Next up is to verify we can recover from loss of a single process and ensure our application works as expected. From what I can tell the recovery story Dataiku uses is taring a directory. I am hoping the path forward is to use a persistent volume for that data directory.

A persistent volume is a administrator configured storage device which lives outside of the lifecycle of a pod. Under some platforms like GKE these can be auto-provisioned. For the EKS cluster I am working against this was already deployed, however I would imagine it is something like this:

apiVersion: storage.k8s.io/v1
kind: StorageClass
metadata:
  annotations:
    storageclass.beta.kubernetes.io/is-default-class: "false"
  name: persistent
parameters:
  encrypted: "true"
  type: gp2
  zones: us-east-1b,us-east-1c
provisioner: kubernetes.io/aws-ebs

To utilize the volume you will need to define the volume.
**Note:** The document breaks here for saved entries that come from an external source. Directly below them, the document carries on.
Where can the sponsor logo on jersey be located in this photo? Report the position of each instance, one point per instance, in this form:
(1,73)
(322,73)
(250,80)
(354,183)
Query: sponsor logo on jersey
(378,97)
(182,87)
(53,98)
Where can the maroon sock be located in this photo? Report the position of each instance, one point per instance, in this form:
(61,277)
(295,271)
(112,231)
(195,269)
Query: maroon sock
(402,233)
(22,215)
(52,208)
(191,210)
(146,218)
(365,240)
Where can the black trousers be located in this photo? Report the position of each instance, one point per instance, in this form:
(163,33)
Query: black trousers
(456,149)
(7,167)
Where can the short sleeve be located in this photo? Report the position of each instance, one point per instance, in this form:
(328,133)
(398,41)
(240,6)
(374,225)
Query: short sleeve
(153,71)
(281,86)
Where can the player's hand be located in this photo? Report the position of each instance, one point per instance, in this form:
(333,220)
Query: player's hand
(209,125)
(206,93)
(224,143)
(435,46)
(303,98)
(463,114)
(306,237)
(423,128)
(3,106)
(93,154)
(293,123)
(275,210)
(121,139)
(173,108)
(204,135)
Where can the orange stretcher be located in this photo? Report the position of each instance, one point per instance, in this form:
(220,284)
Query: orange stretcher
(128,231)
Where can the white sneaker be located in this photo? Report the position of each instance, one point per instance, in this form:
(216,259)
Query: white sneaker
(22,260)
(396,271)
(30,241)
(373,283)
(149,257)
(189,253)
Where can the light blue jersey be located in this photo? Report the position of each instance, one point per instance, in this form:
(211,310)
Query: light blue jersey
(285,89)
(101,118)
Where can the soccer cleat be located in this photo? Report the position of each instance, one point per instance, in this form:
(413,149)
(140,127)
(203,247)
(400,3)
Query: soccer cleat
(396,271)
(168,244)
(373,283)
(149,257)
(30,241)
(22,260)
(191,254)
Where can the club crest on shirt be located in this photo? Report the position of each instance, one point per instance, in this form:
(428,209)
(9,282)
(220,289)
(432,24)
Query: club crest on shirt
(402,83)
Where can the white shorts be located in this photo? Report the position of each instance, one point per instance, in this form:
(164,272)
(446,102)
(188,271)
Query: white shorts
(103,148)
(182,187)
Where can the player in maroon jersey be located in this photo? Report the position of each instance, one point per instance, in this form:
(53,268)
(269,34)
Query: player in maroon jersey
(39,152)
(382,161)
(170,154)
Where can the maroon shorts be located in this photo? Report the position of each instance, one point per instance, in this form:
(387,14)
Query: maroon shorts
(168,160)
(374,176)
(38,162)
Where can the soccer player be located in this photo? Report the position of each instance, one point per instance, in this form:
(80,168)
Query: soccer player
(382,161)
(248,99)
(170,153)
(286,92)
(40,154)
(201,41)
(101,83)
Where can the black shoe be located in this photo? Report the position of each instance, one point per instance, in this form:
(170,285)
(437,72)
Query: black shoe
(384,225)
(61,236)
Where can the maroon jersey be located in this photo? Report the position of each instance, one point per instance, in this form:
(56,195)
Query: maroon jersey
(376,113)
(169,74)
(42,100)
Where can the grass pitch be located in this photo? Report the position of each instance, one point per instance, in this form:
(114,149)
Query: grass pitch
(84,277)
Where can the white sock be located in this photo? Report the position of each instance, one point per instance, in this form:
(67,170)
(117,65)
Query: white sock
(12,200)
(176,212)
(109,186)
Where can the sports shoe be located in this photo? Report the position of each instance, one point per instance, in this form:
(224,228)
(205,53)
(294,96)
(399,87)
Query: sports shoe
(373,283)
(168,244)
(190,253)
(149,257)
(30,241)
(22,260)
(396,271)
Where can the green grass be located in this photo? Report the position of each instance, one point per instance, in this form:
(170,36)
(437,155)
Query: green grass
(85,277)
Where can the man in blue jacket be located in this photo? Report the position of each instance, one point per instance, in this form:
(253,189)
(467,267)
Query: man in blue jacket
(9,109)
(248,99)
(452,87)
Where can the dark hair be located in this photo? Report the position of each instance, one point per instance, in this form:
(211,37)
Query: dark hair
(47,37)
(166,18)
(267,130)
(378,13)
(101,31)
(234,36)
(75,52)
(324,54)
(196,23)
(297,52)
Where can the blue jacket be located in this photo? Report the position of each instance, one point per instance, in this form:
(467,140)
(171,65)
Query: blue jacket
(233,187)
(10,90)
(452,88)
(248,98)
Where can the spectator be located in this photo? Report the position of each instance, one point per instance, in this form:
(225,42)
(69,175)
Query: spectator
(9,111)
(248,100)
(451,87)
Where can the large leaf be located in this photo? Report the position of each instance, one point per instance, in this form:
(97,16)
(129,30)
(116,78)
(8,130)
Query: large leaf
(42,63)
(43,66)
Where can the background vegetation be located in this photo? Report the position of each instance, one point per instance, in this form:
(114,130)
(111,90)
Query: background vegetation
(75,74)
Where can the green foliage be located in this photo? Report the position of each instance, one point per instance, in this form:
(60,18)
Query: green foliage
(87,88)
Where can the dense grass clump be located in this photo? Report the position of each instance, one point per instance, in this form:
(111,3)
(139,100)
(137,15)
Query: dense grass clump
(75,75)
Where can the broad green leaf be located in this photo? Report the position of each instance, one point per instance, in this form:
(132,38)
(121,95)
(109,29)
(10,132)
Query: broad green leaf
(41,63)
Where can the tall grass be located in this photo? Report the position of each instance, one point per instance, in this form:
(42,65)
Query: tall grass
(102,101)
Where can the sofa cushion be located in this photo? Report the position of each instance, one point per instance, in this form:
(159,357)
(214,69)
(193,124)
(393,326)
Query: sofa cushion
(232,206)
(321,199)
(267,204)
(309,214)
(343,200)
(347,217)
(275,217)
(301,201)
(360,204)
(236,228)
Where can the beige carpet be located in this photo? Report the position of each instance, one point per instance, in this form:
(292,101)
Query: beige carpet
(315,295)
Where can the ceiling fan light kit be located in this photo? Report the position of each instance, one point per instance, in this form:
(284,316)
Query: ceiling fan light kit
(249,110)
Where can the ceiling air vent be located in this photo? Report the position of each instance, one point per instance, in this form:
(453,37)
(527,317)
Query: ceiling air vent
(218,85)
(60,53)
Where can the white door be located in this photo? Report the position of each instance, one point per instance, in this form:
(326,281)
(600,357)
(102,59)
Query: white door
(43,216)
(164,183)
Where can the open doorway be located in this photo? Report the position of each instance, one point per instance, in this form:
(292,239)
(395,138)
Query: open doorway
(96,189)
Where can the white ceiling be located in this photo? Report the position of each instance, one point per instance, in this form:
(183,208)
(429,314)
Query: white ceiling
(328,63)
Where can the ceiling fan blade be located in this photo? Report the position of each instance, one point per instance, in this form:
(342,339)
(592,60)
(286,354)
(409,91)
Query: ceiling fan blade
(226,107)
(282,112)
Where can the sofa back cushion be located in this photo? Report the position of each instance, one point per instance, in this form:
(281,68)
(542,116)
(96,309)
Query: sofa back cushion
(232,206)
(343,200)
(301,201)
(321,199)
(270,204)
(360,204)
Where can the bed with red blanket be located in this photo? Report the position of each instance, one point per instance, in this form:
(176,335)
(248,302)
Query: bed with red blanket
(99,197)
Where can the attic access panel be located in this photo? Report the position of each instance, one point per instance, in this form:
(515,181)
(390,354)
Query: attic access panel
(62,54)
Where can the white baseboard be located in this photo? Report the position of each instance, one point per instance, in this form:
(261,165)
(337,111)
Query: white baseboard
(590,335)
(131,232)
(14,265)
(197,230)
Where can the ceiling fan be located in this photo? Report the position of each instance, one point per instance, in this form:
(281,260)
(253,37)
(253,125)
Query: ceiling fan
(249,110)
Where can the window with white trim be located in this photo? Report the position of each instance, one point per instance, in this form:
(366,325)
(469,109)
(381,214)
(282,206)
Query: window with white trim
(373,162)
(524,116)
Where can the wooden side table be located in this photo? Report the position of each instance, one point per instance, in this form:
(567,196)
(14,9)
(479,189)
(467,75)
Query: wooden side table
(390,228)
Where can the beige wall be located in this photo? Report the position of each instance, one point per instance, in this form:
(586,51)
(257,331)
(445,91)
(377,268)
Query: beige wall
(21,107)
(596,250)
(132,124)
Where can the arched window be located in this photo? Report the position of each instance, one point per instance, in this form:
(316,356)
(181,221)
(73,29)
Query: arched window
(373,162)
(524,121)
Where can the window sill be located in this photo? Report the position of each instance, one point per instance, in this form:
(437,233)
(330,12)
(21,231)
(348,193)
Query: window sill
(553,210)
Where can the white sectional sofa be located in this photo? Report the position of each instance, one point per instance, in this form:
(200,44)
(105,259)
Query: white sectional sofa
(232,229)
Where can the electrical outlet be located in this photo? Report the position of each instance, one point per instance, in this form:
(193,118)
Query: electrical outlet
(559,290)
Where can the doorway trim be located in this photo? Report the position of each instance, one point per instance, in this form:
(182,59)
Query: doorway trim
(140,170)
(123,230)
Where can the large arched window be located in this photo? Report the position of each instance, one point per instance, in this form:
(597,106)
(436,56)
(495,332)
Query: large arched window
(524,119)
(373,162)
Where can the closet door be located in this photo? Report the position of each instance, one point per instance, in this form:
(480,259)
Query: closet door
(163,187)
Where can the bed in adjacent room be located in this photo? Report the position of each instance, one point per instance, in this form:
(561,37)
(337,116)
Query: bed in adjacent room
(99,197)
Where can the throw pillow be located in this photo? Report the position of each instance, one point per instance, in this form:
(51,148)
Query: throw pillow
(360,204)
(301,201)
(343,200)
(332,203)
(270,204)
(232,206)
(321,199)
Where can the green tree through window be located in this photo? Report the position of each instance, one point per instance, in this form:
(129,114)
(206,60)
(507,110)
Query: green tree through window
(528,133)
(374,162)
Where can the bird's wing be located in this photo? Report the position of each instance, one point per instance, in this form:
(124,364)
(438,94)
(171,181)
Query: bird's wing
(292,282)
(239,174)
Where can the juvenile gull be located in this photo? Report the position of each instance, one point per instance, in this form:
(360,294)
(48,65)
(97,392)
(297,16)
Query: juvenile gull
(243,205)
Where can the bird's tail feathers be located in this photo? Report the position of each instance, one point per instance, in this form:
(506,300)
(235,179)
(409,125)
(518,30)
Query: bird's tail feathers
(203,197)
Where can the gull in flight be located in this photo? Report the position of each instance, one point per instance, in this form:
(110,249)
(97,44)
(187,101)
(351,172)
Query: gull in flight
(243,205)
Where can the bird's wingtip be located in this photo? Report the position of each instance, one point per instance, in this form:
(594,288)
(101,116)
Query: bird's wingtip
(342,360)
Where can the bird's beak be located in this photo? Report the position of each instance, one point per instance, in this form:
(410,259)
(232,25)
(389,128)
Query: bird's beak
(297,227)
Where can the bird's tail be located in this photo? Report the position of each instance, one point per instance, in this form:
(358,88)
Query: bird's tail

kind: PersistentVolumeClaim
apiVersion: v1
metadata:
  name: dataiku-orechestration 
spec:
  accessModes:
    - ReadWriteOnce
  resources:
    requests:
      storage: 8Gi
  storageClassName: persistent

To apply this one would use:

spec:
  containers:
  - name: private-reg-container
    volumeMounts:
    - name: data
      mountPath: "/home/dataiku/dss"

In theory this should work great. Unfortunately this does not work as the underlying container does not contain any mount points. You can verify yourself with the docker command docker inspect dataiku/dss:latest once you have run dataiku/dss:latest and look at the path .[0].ContainerConfig.Volumes. At this point I think there are two options: first is to ask Dataiku for guidance on how to run this or I think a StatefulSet would be an issue.

Speaking too soon

After running docker run -it --rm dataiku/dss /bin/sh there is a directory named dss at /home/dataiku which is where the data is being stored. Perhaps there is hope! Additionally, talking with a coworker, I should be able to force a mount point at using something like this:

spec:
  containers:
  - name: dataiku-container
    volumeMounts:
    - mountPath: /home/dataiku/dss
      name: data-store
      readOnly: false
  volumes:
  - name: data-store
    persistentVolumeClaim:
      claimName: example-claim

I have the claim mounted, however Dataiku is producing the following error:

[-] Directory /home/dataiku/dss already exists, but is not empty. Aborting !

I will need to investigate another time.